I think the novel ends in present day, so it would also be nice to begin with a contemporary voice to tie the novel together, creating unity and cohesion, and to cue readers about the vast time period that will be covered, which will excite readers.

In many similar narrative situations, as the character recounts events from her past, the voice  gradually transitions into one that subtly suggests that past time period and the younger age of the character.  The problem with that strategy in this case is that the present-day Renita regularly comments on the actions of the child Renita, in sentences like this:  “In those days, I still had a soul, and it fancied romance.”  But the present-day Renita should have the present-day voice.  Having the voice jump between 21st century and 12th century would be jarring and distracting.

My suggestion would be to reduce these narrative intrusions and limit them to one or two near the beginning of her account.  Then the voice can transition to one that subtly suggests the 12th century, and we won’t be thrown out of the past story by any modern intrusions.

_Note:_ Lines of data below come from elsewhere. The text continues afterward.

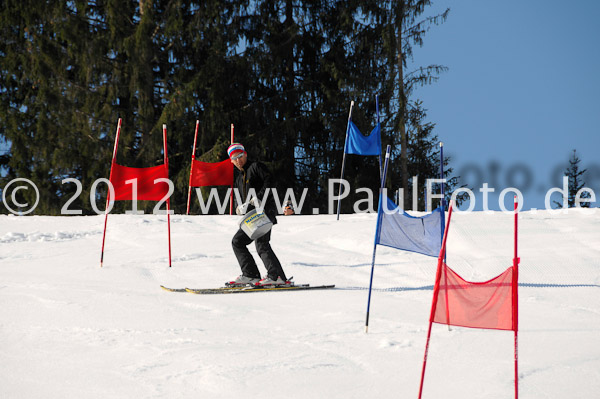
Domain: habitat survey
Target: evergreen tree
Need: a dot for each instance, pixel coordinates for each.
(404, 26)
(576, 183)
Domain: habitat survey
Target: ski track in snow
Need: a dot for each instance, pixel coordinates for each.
(70, 328)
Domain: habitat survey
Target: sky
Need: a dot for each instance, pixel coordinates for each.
(522, 91)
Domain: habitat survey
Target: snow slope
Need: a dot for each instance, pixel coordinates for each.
(71, 329)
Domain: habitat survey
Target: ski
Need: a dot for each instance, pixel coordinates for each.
(235, 290)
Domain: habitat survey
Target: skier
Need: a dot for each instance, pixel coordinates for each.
(253, 174)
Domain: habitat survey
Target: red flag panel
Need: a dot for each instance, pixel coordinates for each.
(477, 305)
(146, 188)
(211, 174)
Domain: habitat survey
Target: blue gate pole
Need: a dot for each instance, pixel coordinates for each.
(387, 157)
(378, 124)
(443, 202)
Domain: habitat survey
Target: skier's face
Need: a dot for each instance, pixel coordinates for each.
(240, 162)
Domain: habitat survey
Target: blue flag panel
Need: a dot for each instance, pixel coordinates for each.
(358, 144)
(400, 230)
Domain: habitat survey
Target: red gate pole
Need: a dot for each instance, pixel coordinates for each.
(436, 289)
(108, 191)
(231, 194)
(516, 262)
(187, 212)
(168, 199)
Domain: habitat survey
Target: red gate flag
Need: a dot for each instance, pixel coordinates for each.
(145, 186)
(493, 304)
(138, 184)
(211, 174)
(476, 305)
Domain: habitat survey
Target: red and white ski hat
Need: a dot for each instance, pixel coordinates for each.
(235, 150)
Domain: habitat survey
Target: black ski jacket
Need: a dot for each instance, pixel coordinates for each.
(256, 175)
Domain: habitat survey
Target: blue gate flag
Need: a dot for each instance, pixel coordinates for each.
(358, 144)
(398, 229)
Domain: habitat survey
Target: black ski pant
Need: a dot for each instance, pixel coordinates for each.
(240, 244)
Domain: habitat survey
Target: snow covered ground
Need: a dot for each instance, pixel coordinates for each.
(71, 329)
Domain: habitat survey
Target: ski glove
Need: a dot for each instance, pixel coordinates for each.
(243, 208)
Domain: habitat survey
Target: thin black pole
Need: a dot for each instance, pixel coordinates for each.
(379, 215)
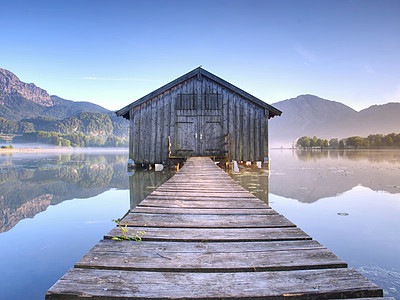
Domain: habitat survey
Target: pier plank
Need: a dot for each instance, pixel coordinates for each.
(205, 204)
(203, 211)
(303, 284)
(205, 237)
(215, 234)
(217, 258)
(205, 221)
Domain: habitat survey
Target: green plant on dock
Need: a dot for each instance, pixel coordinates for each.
(135, 236)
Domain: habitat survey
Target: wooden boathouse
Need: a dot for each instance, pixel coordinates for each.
(205, 237)
(198, 114)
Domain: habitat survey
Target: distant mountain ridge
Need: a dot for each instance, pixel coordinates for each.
(313, 116)
(20, 100)
(26, 108)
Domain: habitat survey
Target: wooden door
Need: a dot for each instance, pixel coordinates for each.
(210, 142)
(186, 136)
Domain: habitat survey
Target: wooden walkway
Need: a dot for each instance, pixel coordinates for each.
(206, 237)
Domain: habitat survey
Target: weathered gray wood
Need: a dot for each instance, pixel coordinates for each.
(124, 247)
(203, 211)
(205, 204)
(201, 249)
(205, 221)
(305, 284)
(214, 234)
(173, 258)
(204, 194)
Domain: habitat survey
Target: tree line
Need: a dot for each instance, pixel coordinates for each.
(372, 141)
(71, 140)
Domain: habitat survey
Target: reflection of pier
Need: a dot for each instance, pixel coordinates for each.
(206, 237)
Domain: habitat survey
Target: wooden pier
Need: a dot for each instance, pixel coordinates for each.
(206, 237)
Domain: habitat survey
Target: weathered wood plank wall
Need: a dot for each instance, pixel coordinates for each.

Another issue I’d like to discuss is the opening.  I enjoyed most of the chapter quite a bit, but if I were not critiquing this, I would never have gotten to page 2.  The chapter doesn’t really begin until “One night in my twelfth summer . . .”  Before that, we get exposition and setting.  That is not a strong way to open.  I think the first paragraph is intended to hook me, but I’ve read many books about the undead, so simply learning that the narrator is undead isn’t enough to make me want to keep going.  I think some of this exposition and setting can be moved later and some can be cut.

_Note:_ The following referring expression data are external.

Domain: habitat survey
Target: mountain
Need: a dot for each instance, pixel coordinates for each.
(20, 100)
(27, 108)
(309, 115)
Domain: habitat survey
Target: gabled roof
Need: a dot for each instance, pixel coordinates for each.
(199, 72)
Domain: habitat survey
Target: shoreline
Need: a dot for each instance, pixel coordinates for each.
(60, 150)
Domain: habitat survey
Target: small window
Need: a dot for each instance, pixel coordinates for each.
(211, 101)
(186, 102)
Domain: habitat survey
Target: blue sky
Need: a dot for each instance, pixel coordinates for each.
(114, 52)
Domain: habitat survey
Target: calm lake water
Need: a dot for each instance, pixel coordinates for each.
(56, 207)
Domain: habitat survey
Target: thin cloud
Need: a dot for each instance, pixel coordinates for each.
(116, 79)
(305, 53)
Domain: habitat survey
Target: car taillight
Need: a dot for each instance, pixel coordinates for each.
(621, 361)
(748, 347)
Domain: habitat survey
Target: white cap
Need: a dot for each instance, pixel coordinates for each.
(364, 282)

Without knowing the entire story, it’s hard to know how to open.  But I think what we may need in the beginning is the occasion for Renita to recount her life.  To whom is she telling the story, and why now?  Is this a compelling situation that would draw the reader in?  The obvious (and overused) choice would be to have Renita on the verge of (undead) death, thinking back over her existence.  A more interesting situation might be for Renita to be facing a difficult decision (one that would be made at the climax), and that she’s searching through her past for the answer.  Maybe she has a lover she cares for but can’t trust, and she needs to decide whether to kill him or not.  So she might think over her past and the evolution of her beliefs about relationships from romanticism to realism to cynicism.  This would create a subtext to tie her memories together and give the protagonist a goal she is struggling to achieve through these memories, rather than having her telling her story with no real purpose and nothing at stake.

When the setting is described (perhaps after she returns to her chamber and Adyna prepares to tell the story), it would be more compelling to describe the elements that are significant to Renita, since this is from her point of view, rather than to simply describe the place as if it were an establishing shot in a movie.  The description in paragraph 3 seems objective, divorced from Renita. I don’t know why any of this is important to her, and I don’t really think it is.  What seems important to her is the isolation of the place, which she doesn’t like.  If you focused every detail of description on showing isolation, the setting would be more unified and emotional.

I hope this is helpful.  Most of the chapter read smoothly and carried me along.